And here's the funny thing. The photos don't get better or worse. They are always in my mind just the way they were. It's almost as though the matrix that constitutes the right scene and the right time is frozen into an unchanging cube of objective reality. Always my own reality. And, I find, nothing about that sense of reality is universal. I find what I find in each image and it's not mirrored in someone else's viewing. Each person brings his or her own complex reality to the viewing giving the viewer a value commensurate with their own emotional commonalities.
During my years teaching and thru my time in advertising photography existed as a passion, an obsession if you will. I walked thru the streets of cities all over the world discovering the uniqueness of their citizens' existence and the commonality that binds us. As long as I operated in that sphere the enchantment was pretty much complete. And there was a constant and consistent destination for the images I saw, the things I committed to film. The best of the best would become prints and the prints would get shared in shows, both formal and less so.
What I found and find to be most compelling is the way a portrait can capture that thing that led me to find someone interesting, compelling, attractive, delightful and how much I wanted to preserve just that feeling that is a combination of the subject's quick glance, their turn of the head, their sly smile, their earnest eyes.......
This is the way I originally approached taking pictures when I was always the primary audience.

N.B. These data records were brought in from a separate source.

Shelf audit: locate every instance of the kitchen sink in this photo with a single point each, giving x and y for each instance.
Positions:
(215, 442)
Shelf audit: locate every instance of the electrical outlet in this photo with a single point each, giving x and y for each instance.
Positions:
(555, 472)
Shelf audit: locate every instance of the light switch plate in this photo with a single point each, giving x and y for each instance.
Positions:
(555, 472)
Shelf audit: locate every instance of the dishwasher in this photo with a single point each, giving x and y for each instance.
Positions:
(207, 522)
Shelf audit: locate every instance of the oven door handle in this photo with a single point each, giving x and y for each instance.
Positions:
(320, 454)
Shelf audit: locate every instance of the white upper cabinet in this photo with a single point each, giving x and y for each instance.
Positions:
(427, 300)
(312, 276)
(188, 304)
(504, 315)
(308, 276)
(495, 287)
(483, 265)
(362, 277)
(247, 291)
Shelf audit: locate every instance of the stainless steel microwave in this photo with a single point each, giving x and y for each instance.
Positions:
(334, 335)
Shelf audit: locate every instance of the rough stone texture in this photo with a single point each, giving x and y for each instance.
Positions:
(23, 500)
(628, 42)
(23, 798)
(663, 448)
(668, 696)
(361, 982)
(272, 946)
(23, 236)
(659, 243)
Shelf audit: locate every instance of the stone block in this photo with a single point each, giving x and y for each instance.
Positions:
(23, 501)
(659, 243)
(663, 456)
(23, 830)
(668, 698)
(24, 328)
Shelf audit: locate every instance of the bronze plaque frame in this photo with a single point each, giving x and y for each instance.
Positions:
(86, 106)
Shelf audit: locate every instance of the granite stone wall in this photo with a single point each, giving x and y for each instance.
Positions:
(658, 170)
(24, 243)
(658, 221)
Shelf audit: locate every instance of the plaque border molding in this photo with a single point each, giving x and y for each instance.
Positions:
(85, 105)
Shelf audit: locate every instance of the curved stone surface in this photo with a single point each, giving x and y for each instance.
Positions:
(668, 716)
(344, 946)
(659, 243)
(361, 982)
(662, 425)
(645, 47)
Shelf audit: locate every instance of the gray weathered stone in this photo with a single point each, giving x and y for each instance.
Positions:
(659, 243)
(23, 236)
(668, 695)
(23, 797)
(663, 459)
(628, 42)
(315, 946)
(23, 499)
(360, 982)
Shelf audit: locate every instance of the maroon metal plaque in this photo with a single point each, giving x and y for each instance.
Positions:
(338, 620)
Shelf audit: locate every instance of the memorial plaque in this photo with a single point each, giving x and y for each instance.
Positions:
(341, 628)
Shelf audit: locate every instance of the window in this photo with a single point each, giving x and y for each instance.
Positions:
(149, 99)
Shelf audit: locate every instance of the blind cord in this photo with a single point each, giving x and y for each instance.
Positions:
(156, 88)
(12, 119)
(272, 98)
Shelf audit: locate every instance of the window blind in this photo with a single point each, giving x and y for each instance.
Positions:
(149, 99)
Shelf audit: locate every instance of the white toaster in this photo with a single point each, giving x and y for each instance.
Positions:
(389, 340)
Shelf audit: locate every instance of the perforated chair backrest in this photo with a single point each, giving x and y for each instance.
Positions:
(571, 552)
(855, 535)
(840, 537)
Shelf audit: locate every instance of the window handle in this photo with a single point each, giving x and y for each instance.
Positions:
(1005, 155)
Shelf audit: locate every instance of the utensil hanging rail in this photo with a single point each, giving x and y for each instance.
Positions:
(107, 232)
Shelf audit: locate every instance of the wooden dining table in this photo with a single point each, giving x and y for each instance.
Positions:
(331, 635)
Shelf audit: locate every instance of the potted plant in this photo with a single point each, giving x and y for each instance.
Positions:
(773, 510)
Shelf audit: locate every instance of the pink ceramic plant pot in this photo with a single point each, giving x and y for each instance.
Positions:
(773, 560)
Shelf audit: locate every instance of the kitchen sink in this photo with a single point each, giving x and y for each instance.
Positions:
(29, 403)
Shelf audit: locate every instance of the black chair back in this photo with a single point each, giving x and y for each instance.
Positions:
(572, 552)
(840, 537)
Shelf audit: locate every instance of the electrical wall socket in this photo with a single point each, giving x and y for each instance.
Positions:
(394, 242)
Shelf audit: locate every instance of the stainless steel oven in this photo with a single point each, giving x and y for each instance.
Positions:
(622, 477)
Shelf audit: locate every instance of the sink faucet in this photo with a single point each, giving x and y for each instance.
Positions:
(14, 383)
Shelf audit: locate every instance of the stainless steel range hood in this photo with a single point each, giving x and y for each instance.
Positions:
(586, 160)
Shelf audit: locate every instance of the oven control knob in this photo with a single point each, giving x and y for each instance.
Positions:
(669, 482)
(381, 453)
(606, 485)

As I began to go after paying jobs everything started to shift.
When I photographed primarily for an external audience (an advertising client?) I felt a loosening of emotional control over the ownership of the image. In an image not created for my sole enjoyment I feel a distancing from the work as though it squeaked thru without my complete and complicit approval.
I was struck today with the realization that photography has changed for me in almost every conceivable way. Rather than being a joyous hobby that sucks down every spare dollar, it is a profession that earned me a little over $XX,XXX last month. Instead of spending days in the darkroom coaxing images onto sensitized photographic paper I spend most days tethered to a computer trying to optimize a mish mash (I was going to reflexively write: "mismatch" ) of pixels into beautiful images. The overview challenges are the same: Capture the image and share it on paper. Or, capture the image and share it on the screen. But everything changes from there.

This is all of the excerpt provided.